Bir süre sonra yalnızca böyle konuşmalarda değil, olağan anlarda dahi ağzını açasın gelmiyor. Hâlbuki bırakmıştın ondan öğrendiğin şu huyunu. Hatırlıyorsun nasıl olduğunu. Konuşmazdı öyle herkesle. Seçici davranırdı kiminle konuştuğu konusunda. Bazılarıyla ettiği iki kelâmı israftan sayardı. Kibir mi, yoksa haklılık mı, karar kılamıyorsun. Zaman zaman hak versen de yüzünü ekşitmene engel olmuyor bu. “Acaba şimdi ne hâldedir?” diye düşünüyorsun. Peki, sen ne hâldesin?

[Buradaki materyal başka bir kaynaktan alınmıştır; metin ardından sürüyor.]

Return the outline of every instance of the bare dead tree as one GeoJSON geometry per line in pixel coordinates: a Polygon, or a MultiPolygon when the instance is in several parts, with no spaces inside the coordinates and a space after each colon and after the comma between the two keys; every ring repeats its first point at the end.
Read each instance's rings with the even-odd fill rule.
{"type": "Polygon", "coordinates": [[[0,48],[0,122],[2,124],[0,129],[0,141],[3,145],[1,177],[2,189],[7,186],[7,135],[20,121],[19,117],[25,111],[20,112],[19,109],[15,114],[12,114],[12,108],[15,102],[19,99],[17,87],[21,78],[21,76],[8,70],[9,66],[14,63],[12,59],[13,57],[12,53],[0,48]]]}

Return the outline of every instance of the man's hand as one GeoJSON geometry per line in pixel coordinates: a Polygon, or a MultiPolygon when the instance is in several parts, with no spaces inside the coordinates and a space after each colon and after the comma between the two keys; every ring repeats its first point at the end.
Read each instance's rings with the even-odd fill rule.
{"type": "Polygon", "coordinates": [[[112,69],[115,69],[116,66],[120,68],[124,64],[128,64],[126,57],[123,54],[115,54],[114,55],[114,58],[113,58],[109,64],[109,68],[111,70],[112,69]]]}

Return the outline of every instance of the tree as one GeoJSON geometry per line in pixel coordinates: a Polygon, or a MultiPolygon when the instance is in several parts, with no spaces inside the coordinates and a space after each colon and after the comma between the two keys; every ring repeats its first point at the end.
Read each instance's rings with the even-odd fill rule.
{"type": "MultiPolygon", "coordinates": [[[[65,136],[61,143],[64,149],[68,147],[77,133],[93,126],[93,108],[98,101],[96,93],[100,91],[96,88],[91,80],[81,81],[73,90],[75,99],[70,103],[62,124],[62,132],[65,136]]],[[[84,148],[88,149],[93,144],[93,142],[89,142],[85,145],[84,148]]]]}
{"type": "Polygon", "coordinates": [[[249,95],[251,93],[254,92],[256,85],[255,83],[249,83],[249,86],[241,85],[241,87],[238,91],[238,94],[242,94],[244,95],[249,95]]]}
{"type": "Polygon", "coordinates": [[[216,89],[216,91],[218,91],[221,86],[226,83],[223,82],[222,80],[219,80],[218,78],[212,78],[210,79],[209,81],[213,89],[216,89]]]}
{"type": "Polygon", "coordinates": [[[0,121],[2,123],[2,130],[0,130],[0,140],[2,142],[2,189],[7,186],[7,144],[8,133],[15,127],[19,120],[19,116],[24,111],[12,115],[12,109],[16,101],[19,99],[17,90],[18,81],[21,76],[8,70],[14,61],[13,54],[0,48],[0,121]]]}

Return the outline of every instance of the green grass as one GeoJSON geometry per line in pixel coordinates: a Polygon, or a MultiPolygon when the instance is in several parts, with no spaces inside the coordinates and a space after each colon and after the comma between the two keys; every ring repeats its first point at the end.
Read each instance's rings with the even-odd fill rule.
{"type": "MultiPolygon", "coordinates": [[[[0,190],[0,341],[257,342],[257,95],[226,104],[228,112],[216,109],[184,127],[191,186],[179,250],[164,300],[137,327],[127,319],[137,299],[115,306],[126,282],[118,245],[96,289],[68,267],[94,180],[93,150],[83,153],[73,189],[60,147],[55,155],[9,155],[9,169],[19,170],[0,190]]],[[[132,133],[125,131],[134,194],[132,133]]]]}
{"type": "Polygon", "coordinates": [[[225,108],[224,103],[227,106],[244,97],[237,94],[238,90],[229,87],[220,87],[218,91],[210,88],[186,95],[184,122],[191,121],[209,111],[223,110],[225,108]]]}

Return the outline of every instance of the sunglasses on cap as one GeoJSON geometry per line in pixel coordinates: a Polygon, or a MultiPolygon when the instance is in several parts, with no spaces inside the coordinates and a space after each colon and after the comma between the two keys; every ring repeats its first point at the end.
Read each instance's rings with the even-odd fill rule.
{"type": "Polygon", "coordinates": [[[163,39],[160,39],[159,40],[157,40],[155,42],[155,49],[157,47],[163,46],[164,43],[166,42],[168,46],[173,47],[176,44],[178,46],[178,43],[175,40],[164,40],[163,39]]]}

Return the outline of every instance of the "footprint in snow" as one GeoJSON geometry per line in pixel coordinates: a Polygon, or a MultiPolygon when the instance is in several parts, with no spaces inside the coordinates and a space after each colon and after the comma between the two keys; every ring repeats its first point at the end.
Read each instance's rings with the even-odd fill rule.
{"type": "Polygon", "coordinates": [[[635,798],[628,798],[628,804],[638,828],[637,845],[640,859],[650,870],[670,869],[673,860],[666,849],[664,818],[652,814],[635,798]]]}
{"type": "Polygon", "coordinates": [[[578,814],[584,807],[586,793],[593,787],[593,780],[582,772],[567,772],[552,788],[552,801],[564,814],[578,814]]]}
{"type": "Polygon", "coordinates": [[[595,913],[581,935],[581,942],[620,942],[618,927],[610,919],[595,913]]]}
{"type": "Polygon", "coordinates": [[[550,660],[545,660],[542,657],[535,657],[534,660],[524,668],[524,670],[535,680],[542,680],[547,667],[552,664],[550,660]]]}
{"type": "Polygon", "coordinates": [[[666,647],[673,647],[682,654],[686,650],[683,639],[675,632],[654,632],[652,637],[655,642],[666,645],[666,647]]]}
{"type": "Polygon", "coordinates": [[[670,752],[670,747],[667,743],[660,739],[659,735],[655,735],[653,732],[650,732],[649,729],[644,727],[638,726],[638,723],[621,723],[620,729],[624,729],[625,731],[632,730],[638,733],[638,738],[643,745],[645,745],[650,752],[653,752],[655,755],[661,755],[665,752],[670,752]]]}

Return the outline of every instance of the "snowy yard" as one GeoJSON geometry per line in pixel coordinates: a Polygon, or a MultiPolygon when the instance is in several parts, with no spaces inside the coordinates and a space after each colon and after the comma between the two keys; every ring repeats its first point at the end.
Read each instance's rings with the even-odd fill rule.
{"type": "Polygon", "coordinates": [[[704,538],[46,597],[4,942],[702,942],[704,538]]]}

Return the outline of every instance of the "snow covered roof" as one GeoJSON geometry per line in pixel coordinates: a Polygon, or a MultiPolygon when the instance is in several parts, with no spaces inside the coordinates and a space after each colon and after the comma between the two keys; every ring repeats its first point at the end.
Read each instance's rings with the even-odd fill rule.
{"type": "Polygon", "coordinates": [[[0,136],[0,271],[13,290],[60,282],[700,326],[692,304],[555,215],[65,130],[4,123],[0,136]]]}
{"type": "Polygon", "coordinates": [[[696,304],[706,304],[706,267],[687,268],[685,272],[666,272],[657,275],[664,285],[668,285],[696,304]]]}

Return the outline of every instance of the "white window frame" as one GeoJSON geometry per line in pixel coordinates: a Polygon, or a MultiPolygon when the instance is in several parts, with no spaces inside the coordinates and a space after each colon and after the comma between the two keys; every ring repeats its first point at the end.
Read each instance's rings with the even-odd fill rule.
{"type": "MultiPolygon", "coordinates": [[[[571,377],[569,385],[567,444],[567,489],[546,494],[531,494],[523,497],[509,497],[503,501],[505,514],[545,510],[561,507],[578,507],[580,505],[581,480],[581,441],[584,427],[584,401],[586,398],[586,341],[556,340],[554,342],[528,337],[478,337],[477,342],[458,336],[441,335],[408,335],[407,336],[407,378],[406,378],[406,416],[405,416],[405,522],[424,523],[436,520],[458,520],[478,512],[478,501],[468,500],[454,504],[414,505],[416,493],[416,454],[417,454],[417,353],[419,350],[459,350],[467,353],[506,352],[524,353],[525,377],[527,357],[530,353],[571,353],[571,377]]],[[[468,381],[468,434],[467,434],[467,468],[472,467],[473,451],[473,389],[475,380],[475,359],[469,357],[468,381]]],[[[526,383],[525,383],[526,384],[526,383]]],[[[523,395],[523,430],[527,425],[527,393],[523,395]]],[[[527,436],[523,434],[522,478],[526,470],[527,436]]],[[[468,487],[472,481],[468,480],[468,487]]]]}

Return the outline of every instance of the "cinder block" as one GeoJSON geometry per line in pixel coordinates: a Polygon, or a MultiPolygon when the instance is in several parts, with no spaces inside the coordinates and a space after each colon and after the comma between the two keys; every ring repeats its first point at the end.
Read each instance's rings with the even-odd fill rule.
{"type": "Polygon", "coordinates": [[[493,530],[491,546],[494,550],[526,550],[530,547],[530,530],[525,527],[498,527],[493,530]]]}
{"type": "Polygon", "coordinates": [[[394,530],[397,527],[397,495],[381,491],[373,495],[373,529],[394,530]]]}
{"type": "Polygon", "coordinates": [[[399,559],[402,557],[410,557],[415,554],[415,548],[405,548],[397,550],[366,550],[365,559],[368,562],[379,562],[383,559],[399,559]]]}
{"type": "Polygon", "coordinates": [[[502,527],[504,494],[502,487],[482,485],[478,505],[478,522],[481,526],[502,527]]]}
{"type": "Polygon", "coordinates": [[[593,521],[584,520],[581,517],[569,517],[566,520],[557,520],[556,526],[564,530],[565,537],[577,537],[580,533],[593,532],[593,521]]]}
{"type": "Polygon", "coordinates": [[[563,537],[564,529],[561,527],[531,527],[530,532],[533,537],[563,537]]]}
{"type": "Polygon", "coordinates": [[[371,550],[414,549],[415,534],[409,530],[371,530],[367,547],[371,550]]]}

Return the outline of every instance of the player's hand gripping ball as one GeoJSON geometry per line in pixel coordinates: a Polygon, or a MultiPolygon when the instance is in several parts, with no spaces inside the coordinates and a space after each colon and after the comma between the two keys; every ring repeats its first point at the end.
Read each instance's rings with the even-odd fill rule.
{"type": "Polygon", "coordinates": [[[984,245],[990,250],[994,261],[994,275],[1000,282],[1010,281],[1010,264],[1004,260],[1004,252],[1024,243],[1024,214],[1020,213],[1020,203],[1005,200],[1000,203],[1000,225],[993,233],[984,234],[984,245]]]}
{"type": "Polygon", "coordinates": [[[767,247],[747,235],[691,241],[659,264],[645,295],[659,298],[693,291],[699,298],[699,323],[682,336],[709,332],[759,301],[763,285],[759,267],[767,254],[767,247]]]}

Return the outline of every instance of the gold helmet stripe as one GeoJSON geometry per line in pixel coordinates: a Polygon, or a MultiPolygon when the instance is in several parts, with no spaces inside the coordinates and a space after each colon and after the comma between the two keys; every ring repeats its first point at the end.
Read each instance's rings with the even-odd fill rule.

Kıyaslamaya başlıyor zihnin. Karşılaştırdığın iki insan da sensin. Belki de bu huy sonradan öğrendiğin bir şey değil de sendendir. “Geç bunları!” diyorsun. Tadın kaçtı bu tâbirle. Birinin kendini değiştirebileceğine dair inancın yok, hiç olmadı. Annen buna katılmazdı hiçbir zaman. Hiçbir zaman onun kadar umutlu biri olamadın. Bu his yüreğinde bir burkulmaya neden oluyor. Anneni özlüyorsun.

Tek paragraflı ama uzunca bir metin yazıyorsun kâğıda. Hayattan umduğun bu mu, yoksa bu mu hayatın kendisi? “Kelimelerin yükümlülüğü vardır” deyip es geçiyorsun bu soruyu. Cesaretten noksanlığın tesir ediyor yine. Bir kibrit alıp yakıyorsun sonra o sayfayı. Gözlerinin önünde kararıyor, büzülüyor, en sonundaysa yok oluyor.

“Ben” değil, “Sen” diyorum. Çünkü tüm bunları üzerimden atacak birini arıyorum.